Although you are right about Government pensions automatically being taxed in the UK, as regards general taxation you send the relevant form to HMRC Nottingham and they approve your "zero" tax in the UK if you have become a tax resident in Spain.

In that way you can get the best of both worlds, having your Government pension taxed in the UK and your State pension taxed in Spain .... using both allowances to maybe pay very little or no tax.


----------



## dunmovin (Dec 19, 2008)

try contacting The Royal British Legion. Many members and very helpful

About The Royal British Legion - The Royal British Legion

If anyone knows about forces pensions... these people will


----------



## Stravinsky (Aug 12, 2007)

dunmovin said:


> try contacting The Royal British Legion.
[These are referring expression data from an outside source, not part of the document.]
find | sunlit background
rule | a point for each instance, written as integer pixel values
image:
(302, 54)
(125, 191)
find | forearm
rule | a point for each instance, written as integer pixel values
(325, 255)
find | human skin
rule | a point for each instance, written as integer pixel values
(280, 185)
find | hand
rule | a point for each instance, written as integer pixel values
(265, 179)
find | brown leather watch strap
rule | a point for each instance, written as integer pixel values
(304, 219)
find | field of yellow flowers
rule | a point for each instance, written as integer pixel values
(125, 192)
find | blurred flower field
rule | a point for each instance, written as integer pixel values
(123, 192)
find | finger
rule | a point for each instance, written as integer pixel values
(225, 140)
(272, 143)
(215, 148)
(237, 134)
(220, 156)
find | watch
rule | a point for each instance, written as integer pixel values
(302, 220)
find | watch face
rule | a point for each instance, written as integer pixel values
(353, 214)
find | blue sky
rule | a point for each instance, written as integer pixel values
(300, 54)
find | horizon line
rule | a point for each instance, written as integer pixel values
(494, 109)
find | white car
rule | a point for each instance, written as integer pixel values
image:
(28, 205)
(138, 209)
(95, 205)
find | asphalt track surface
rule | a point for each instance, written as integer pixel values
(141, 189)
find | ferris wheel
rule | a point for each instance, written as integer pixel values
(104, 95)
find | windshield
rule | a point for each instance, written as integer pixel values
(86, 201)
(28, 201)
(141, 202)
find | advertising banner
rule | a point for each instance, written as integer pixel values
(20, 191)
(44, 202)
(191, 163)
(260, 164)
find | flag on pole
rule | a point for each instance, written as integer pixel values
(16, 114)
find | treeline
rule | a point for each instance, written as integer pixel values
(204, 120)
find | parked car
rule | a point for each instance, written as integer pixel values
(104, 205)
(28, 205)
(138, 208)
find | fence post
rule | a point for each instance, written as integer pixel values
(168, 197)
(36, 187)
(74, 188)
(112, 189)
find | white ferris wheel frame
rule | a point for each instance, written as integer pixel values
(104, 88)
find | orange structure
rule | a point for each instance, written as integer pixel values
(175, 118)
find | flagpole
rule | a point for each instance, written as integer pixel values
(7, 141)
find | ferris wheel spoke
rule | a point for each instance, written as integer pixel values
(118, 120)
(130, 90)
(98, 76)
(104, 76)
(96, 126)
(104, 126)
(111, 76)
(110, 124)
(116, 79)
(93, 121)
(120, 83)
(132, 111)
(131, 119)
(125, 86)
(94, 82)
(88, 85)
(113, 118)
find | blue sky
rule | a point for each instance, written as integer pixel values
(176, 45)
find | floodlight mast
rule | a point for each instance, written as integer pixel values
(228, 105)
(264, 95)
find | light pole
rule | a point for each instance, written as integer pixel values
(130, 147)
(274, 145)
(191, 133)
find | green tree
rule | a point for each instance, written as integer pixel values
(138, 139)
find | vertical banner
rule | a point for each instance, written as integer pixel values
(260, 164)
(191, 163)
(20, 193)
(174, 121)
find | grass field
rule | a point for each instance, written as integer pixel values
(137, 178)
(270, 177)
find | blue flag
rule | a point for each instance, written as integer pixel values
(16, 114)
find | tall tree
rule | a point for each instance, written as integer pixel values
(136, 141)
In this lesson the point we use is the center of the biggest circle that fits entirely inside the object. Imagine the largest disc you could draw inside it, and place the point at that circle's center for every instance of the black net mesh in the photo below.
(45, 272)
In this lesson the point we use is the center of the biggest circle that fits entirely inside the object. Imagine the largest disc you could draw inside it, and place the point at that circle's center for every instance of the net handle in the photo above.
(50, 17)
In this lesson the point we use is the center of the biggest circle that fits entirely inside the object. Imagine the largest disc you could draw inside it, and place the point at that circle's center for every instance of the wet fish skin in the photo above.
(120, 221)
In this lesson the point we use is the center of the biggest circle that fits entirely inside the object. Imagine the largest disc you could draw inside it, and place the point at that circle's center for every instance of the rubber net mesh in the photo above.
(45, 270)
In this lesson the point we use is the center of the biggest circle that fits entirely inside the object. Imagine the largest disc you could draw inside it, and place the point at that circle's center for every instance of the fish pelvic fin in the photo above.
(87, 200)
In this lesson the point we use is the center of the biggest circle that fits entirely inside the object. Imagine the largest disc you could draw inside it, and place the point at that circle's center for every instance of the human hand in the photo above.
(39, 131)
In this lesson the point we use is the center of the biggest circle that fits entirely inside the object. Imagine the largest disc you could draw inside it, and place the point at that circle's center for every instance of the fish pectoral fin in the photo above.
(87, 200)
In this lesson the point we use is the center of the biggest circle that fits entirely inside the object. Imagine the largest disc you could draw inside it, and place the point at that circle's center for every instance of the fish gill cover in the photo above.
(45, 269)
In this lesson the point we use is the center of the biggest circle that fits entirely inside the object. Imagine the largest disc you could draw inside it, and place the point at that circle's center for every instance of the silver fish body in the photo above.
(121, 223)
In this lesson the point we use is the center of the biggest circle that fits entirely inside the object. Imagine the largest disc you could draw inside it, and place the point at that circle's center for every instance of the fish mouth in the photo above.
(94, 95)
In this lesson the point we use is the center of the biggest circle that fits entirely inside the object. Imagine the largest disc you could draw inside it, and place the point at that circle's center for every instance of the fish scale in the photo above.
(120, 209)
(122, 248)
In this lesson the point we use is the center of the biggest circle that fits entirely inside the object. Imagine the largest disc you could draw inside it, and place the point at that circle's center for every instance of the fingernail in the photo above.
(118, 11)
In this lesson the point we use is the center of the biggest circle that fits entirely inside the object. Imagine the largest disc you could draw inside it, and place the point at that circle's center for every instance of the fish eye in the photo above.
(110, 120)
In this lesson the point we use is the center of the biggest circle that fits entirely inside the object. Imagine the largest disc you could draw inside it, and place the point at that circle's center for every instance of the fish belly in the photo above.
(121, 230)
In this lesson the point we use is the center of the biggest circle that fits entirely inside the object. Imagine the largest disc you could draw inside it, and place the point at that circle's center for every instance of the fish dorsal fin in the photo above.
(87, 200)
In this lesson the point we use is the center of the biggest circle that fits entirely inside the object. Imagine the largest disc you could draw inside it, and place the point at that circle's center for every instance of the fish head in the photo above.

Many members and very helpful
> 
> About The Royal British Legion - The Royal British Legion
> 
> If anyone knows about forces pensions... these people will



Government pensions _are_ taxed in the UK with certain exceptions (Spain isnt an exception) and according to this HMRC web site, Forces pension is a government pension and therfore will be taxed in UK. The OP therefore has no choice, however he will be able to get his state pension and other income transferred to Spain for tax purposes, and as I said .... that will take advantage of allowances in both countries, reducing tax burden

HM Revenue & Customs: UK Government Pensions


----------